4. Kemiskinan dan status gizi yang buruk.
5. Keterlambatan mendeteksi penyakit.
6. Aspek hambatan dari pihak petugas, dedikasi dari petugas penting artinya
untuk mendapatkan keberhasilan dalam tiap tugas, datang terutama untuk
penyakit kronik seperti tuberculosis yang membutuhkan pasien harus terus
dimotivasi dengan baik. Karena kesibukannya petugas tidak mempunyai
waktu lagi memperhatikan untuk melakukan pengawasan. Pasien yang
tidak mengerti apa yang dihadapinya dengan sendirinya akan lalai berobat
sampai putus berobat,apalagi kalau penderita sudah merasakan sembuh
dari penyakitnya (Yunus,dkk, 1992).
7. Kalender Minum Obat Sebagai Sarana Pendukung Strategi DOTS
Kalender minum obat (KMO) yang ditawarkan berbeda dari kalender
lainnya, selain sebagai reminder bagi penderita TBC mengenai jadwal minum
obat, kalender ini juga sebagai salah satu media pemotivasi bagi pasien. Media
kalender dipilih karena fungsinya sebagai pengingat seringkali diletakkan di
tempa-tempat staregis dalam hunian yang sering dikunjungi pasien seperti kamar
tidur, ruang tamu, ruang makan, dll. Selain itu, mengingat penderita TBC banyak
dari kalangan sosio ekonomi rendah, diharapkan KMO ini dapat menjangkau
seluruh kalangan.
KMO ini tidak hanya sebagai media pengingat yang hanya menampilkan
bulan dan tanggal, akan tetapi pasien dituntut untuk menuliskan obat apa saja
yang telah dia minum dalam kalender, selain memudahkan PMO untuk mengecek
tingkat kepatuhan pasien, dengan cara seperti ini pasien menjadi lebih termotivasi
untuk sembuh karena keterlibatan berbagai macam alat indera dalam KMO ini.

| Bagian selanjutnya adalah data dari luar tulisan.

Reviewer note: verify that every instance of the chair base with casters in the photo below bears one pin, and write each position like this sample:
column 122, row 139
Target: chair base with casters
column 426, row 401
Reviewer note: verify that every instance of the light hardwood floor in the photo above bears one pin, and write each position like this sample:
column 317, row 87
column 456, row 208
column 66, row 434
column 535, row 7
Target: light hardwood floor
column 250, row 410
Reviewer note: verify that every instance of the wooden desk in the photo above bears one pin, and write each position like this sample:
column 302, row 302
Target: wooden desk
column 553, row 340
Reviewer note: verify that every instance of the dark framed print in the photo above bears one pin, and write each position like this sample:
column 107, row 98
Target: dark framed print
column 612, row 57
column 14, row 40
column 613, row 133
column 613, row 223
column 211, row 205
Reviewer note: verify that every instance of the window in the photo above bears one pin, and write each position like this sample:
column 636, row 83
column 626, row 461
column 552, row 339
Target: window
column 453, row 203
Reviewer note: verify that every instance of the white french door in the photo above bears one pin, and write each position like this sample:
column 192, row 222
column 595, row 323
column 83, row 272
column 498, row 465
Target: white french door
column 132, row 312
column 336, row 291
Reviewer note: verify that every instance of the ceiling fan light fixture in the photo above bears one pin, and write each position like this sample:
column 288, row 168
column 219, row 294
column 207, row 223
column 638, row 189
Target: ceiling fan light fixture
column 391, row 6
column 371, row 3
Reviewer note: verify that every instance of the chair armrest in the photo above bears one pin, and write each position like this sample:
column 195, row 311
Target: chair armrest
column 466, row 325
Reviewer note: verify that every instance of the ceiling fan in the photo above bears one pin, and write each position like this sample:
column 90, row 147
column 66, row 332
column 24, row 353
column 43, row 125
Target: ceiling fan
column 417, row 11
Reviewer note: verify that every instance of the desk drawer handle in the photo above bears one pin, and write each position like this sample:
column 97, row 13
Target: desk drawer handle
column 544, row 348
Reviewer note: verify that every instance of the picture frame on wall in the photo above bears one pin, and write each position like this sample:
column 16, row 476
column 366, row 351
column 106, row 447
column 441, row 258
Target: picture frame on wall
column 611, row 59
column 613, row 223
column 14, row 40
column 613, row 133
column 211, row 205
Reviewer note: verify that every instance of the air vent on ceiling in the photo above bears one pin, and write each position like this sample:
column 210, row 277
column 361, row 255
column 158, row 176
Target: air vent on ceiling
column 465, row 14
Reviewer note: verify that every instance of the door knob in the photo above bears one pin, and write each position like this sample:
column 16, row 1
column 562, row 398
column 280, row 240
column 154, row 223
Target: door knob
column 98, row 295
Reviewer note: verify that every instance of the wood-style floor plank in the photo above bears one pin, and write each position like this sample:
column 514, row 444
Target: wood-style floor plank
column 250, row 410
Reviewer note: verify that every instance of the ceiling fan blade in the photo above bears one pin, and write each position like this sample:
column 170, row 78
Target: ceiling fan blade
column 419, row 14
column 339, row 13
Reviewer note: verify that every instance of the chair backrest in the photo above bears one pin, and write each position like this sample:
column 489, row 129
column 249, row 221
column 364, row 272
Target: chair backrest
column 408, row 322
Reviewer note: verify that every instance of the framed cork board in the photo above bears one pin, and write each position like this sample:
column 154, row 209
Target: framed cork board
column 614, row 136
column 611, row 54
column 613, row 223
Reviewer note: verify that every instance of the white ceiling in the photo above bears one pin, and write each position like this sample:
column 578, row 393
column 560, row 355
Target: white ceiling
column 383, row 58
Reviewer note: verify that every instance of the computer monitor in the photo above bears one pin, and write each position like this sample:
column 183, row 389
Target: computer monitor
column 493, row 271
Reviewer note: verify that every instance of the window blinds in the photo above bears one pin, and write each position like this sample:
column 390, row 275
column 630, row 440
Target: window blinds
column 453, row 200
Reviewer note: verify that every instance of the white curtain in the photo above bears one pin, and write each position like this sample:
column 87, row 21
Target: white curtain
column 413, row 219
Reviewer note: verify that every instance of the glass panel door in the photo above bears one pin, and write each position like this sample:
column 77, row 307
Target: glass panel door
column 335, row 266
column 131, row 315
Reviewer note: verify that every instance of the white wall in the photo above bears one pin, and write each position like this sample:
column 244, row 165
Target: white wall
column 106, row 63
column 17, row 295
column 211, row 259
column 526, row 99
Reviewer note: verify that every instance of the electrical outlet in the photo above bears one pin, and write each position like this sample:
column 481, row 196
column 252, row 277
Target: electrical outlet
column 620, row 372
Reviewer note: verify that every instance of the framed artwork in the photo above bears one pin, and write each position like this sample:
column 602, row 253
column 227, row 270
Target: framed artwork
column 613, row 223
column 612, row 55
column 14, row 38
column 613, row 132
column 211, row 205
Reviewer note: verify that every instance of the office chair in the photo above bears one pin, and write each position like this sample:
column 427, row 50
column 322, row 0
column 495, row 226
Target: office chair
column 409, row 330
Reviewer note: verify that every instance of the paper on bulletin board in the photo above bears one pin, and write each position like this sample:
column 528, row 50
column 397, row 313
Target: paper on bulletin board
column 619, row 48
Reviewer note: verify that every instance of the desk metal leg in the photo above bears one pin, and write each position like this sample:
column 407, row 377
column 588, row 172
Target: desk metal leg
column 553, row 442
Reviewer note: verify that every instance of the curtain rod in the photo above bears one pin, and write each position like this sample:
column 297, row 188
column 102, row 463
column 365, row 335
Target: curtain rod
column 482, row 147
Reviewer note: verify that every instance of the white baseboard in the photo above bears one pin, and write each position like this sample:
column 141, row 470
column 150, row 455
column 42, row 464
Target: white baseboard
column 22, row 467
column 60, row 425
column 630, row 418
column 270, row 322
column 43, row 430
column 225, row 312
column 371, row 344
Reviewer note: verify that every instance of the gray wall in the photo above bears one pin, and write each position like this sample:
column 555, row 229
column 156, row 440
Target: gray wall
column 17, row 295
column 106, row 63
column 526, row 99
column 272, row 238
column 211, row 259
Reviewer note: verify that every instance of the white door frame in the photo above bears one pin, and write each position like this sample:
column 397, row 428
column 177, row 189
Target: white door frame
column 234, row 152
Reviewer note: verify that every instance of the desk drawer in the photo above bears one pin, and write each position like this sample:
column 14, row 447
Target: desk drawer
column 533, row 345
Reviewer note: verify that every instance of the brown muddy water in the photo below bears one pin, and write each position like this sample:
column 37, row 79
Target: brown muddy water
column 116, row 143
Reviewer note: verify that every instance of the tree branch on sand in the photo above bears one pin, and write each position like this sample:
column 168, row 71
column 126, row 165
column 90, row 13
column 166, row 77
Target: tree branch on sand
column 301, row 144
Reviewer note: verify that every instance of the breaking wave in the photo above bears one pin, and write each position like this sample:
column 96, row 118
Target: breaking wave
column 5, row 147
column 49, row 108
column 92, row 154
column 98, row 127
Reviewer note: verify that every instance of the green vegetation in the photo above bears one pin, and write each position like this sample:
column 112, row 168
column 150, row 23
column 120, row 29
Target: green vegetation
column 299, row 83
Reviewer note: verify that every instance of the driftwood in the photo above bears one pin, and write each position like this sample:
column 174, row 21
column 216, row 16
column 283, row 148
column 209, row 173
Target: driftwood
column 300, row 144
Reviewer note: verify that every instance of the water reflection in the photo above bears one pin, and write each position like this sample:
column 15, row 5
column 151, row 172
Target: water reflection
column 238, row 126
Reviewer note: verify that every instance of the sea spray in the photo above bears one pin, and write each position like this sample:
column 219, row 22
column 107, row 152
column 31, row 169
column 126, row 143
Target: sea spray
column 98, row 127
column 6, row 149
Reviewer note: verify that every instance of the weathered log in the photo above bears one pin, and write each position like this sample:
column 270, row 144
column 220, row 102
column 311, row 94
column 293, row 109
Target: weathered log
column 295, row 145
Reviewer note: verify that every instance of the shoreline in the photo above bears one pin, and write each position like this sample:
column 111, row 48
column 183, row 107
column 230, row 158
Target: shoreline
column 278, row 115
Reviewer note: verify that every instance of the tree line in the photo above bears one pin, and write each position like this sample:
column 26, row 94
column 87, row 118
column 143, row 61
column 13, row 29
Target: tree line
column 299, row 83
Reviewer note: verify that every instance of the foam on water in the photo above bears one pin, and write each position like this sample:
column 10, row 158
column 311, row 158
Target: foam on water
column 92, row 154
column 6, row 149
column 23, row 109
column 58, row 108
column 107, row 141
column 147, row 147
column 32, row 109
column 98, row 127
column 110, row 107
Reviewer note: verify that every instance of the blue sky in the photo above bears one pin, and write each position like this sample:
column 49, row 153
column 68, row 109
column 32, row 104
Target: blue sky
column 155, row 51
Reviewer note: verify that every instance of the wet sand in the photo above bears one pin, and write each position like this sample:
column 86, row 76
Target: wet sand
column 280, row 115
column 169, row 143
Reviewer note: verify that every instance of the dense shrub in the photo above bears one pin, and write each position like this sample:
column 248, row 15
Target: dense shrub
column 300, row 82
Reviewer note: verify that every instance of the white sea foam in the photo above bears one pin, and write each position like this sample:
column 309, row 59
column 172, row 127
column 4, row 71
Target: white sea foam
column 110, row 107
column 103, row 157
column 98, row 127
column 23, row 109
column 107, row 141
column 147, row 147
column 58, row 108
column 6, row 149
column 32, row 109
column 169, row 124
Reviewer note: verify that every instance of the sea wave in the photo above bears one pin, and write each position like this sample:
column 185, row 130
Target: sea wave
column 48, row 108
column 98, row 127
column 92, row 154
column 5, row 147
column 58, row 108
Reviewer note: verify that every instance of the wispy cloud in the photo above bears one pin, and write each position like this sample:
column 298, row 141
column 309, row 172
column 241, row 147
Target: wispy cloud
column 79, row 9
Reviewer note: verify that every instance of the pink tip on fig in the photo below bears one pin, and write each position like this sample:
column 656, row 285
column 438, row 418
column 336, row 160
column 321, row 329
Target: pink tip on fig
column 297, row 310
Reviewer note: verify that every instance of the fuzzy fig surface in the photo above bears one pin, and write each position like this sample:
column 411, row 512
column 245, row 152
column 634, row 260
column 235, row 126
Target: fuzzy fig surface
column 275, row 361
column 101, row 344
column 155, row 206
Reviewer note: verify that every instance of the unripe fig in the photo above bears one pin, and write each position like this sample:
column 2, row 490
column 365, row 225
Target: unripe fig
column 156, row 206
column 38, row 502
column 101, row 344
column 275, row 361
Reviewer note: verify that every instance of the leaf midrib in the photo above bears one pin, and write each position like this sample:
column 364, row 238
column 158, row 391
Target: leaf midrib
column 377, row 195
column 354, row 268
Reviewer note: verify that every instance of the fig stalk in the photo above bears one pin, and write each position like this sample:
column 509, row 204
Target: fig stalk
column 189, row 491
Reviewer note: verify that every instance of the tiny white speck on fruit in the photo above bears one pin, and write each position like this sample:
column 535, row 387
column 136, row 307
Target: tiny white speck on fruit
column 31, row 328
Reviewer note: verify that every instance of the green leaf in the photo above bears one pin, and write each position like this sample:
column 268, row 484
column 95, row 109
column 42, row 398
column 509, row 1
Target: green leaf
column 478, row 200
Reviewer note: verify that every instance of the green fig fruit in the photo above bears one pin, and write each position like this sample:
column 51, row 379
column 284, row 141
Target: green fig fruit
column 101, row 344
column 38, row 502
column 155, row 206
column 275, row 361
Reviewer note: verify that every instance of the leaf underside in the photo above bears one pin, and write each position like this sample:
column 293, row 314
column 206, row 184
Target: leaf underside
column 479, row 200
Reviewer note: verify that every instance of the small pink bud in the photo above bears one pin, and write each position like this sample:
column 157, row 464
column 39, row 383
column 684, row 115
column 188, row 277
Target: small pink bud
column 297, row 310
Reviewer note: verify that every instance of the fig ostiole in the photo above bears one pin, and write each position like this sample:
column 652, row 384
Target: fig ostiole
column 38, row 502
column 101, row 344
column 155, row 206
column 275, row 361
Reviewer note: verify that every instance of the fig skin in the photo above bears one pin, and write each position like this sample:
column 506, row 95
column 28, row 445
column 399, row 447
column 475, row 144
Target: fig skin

Kalender ini berbeda dari kalender pada umumnya. Apabila kalender
masehi terdiri dari 12 bulan dan jumlah hari yang berbeda di setiap bulannya,
KMO ini hanya terdiri dari 7 bulan dan setiap bulan terdiri dari 30 hari. Tidak ada
tahun dalam kalender ini, sehingga dapat digunakan kapan saja. Jumlah bulan
dalam kalander ini yang hanya 7 mengikuti strategi pengobatan TBC yang telah
ditetapkan WHO. Sebelum memulai mengisi kalender ini, pasien terlebih dahulu
harus di diagnosis menderita TBC kategori apa, serta diberitahu obat apa saja
yang harus dimininum dan singkatan dari obat tersebut seperti yang sudah
dijelaskan di depan. Misalnya, pasien tersebut masuk kategori 1 dengan BTA (+)
dan kasus baru, maka obat yang harus dia minum adalah 2HRZE pada fase awal
selama 2 bulan dan 4HR selama 4 bulan pada fase lanjutan, sehingga lama total ia
meminum obat adalah 6 bulan. Yang harus ia lakukan adalah memberikan tanda
pada setiap obat yang telah ia minum selama 6 bulan masa pengobatan tersebut.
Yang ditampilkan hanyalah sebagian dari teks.